Guest WiFi that opens only designated web services

A guest joins the company WiFi and reaches a short list of designated web services, nothing else. The confinement is enforced twice: the network lets the guest VLAN reach only Coelion, and Coelion resolves every request to one designated service and refuses everything else. An allowlist by construction, not a denylist filter.

Two layers, each closed by default

Layer 1, the network, confines the guest VLAN to Coelion. Standard network engineering on the customer's own gear: an isolated guest VLAN with client isolation, a firewall that denies all egress by default and allows only the Coelion listener on TCP 443, and a guest DNS resolver that answers only the designated hostnames. Layer 2, Coelion, confines every request to one designated web service. Each service is a virtual host fronting one backend, internal or allowlisted-external. Coelion only knows its configured virtual hosts and has no arbitrary-destination behaviour. Every request runs through the per-request access check and produces one access-log line.
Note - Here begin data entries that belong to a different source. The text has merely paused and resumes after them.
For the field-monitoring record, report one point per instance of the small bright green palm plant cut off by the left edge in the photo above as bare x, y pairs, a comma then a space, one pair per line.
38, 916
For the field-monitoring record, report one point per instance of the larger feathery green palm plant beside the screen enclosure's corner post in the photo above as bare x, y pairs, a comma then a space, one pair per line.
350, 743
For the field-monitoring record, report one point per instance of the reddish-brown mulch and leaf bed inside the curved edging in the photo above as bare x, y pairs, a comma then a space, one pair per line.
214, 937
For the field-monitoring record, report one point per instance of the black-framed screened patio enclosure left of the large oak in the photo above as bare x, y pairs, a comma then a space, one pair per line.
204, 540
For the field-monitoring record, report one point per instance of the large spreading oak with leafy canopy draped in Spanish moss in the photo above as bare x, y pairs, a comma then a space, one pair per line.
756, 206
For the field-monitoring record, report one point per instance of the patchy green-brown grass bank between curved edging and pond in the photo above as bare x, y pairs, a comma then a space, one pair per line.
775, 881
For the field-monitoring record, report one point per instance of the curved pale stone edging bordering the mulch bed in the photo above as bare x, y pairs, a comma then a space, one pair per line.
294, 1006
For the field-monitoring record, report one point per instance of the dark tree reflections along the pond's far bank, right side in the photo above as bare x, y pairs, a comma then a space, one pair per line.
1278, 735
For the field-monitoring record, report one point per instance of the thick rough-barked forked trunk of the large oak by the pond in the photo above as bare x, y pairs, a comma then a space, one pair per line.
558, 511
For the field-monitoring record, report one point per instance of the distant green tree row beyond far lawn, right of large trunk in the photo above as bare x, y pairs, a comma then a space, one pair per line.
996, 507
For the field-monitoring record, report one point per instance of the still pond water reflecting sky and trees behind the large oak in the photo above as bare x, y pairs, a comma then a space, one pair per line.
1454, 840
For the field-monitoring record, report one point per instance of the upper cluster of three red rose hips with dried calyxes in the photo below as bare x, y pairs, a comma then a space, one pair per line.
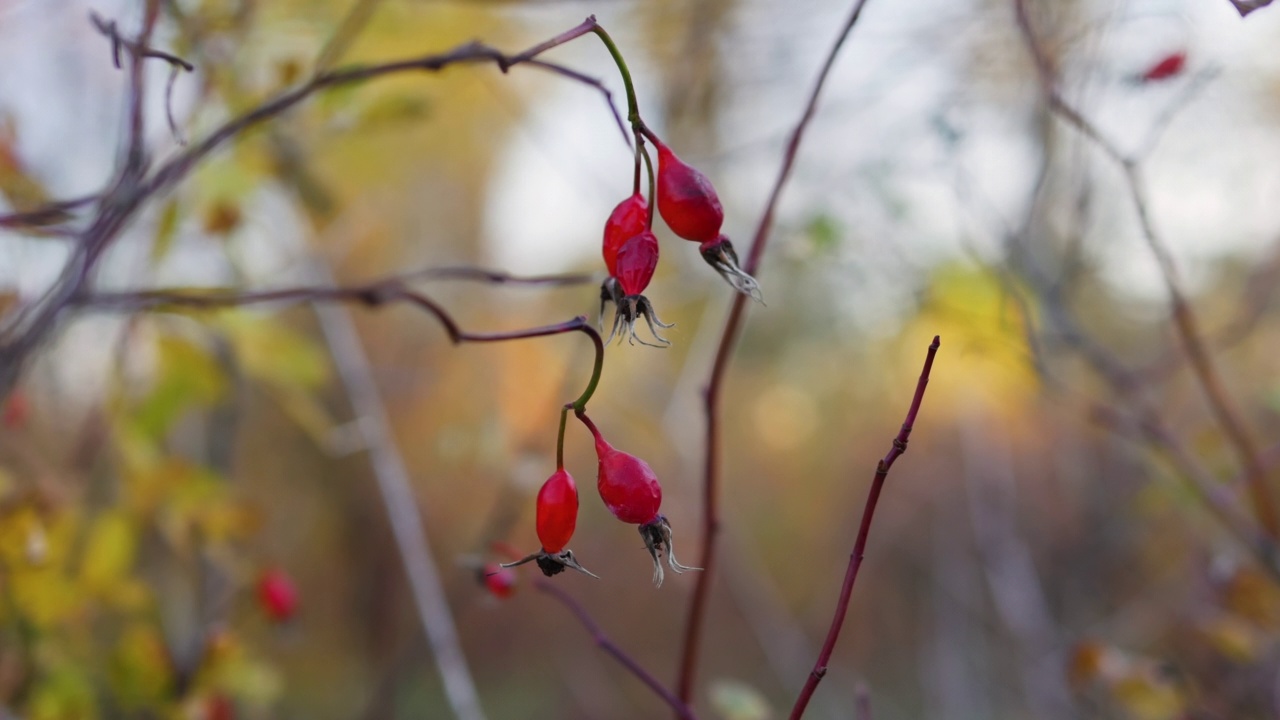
688, 203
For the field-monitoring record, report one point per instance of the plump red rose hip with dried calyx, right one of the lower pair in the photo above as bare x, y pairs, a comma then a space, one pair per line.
633, 494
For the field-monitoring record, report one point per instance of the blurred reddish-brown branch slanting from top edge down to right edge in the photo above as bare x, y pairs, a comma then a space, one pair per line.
1185, 318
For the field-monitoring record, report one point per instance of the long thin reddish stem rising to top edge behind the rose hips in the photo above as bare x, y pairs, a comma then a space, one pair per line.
711, 398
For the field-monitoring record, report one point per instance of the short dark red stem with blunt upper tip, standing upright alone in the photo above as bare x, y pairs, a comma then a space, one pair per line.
856, 558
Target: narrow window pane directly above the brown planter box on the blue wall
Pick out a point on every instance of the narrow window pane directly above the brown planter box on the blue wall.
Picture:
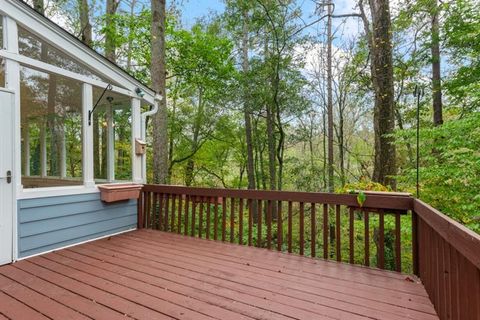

Optional: a door to the internet, authorised by Coelion

The VLAN stays internet-closed by default. One designated service can be a Coelion access portal: sign-in, voucher or terms acceptance. On success Coelion records the decision and signals the network controller, through a RADIUS Change-of-Authorization or a controller API call, to widen the device's egress policy. The internet traffic then flows directly through the firewall, never through Coelion.

What it does not do

Web only: a designated service that is not web-based cannot be fronted. The network layer is the customer's responsibility, not Coelion's. Coelion is not a captive-portal or NAC replacement. The internet-egress hand-off is an integration wired to the specific controller in use, not a built-in capability.